Al momento difficile dire di più, una cosa è certa: più una Biennale è dichiaratamente schierata (quella queer di Pedrosa ad esempio), meno sembra libera nelle scelte, con ricadute evidenti sulla qualità delle opere come dimostra la rassegna del 2024 appena conclusa.
Noi tifiamo per il panafricanismo e faremo studi e corsi di Black Art, ma attenzione, come dichiarava polemicamente Malcom X (il primo grande leader che tentò di ricomporre la vicenda razziale dei neri americani con il continente africano d’origine): “Io non so nulla del Sud: sono una creazione dell’uomo bianco del Nord”. Non a caso si legge che Kouoh sia cresciuta in Svizzera: “colonialismo” culturale di ritorno? Ricordo che il compianto Okwui Enwezor del resto, primo curatore nero e africano della Biennale, vestiva orgogliosamente Prada!
Nicola Verlato
È molto presto per esprimere un parere, ma, giudicando dalla biografia della nuova Direttrice Koyo Kouoh, e dalle sue prime dichiarazioni, si viene indotti a pensare che la nuova Biennale, probabilmente, continuerà sulla strada già percorsa da Pedrosa (a sua volta anche delineata in parte da Alemani nella Biennale precedente). Questa, a mio parere, è la linea delle mostre “anagrafiche” caratterizzate da un taglio di tipo essenzialmente socio-antropologico. Significherebbe cioè che le caratteristiche esistenziali dell’artista sono ritenute più importanti dell’arte che l’artista produce. In questa ottica l’opera d’arte è vista come un effetto collaterale di una condizione esistenziale ( il migrante, le minoranze, l’appartenenza ad un sesso piuttosto che ad un altro etc etc ) piuttosto che l’epicentro di un progetto espositivo. È una strada percorsa da molto tempo nell’area istituzionale del sistema dell’arte. Il risultato, per quello che mi riguarda, è spesso deludente, trovandosi, lo spettatore, non di rado di fronte a testimonianze di vita in forma di oggetto piuttosto che ad opere d’arte vere e proprie. Questa prospettiva sull’arte assolutamente legittima, anche se non condivisa, estromette però dal suo campo di indagine alcuni macro-fenomeni che, a mio parere, hanno un impatto molto maggiore e che stanno, infatti, modificando enormemente la produzione artistica mondiale e quindi anche il sistema dell’arte.

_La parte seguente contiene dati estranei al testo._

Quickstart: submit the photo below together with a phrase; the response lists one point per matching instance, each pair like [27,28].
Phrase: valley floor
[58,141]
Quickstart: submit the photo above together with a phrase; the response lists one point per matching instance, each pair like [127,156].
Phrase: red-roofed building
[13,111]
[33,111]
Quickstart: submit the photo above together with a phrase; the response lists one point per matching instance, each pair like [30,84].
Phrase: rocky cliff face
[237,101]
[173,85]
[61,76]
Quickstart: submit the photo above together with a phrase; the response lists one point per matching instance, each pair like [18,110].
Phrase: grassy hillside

È da alcuni anni che mi colpisce moltissimo, per esempio, la grande diffusione internazionale di una nuova pittura figurativa senza compromessi che utilizza il potere comunicativo della pittura per trasformare le nuove narrazioni dell’oggi in dipinti spesso anche molto belli ed efficaci. Questo fenomeno avviene indifferentemente in tutti i continenti, Africa compresa. Pochi decenni fa la cosa sarebbe stata considerata strutturalmente inconcepibile visto che la pittura figurativa, per il sistema dell’arte, si considerava che non facesse altro che passare da momenti di morte assoluta a risvegli comatosi di breve durata. È da tempo che segnalo quanto l’impatto dei social sul sistema dell’arte e la conseguente disintermediazione in atto, non possa che avere come conseguenza immediata una ripresa di interesse verso l’arte figurativa.

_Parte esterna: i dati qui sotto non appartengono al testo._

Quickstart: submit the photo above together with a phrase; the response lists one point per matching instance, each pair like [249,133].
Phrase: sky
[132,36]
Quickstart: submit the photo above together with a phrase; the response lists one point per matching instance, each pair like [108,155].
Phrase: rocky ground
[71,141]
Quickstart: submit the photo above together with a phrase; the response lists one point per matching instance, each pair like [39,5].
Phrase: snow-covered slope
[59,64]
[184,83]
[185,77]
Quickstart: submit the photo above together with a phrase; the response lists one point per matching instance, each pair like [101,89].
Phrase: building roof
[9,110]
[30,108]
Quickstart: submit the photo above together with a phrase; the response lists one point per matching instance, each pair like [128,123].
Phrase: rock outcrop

https://artpulsemagazine.com/how-many-of-you-saw-the-gorilla-or-the-return-of-mural-painting
Ho perciò l’impressione che l’adozione della modalità che definisco “anagrafica”, nella scelta degli artisti, sia la maschera di una strategia adottata per cambiare tutto senza cambiare nulla. Con l’adozione di questo tipo di paradigma, si tende ad ignorare alcuni importanti cambiamenti in corso, e si continuano invece ad applicare, in una logica espansionistica a nuove aree geografiche, che di volta in volta vengono identificate, i vecchi criteri di scelta. Ritengo che non sia un caso che la nuova direttrice della Biennale, sicuramente bravissima e molto competente, sia la curatrice di un museo aperto da un collezionista tedesco in Sud Africa e la sua formazione professionale sia avvenuta in Svizzera.
Il sistema, fortemente in crisi proprio per le pressioni a cui è sottoposto, che rischiano di disintegrarlo, si rifugia in una soluzione di comodo: quella di una linea anagrafico-antropologica che, nel mentre mostra di aprirsi a “nuove” realtà cultural-geografiche, garantisce la preservazione dei vecchi criteri di scelta in campo più strettamente artistico. Ho l’impressione che la Biennale, che dovrebbe monitorare i reali cambiamenti in corso, così facendo, invece, appoggi una linea che definirei di tipo evasivo e conservatrice di un sistema oggi in forte crisi. Sono pronto però a ricredermi nel caso venissi contraddetto dai fatti.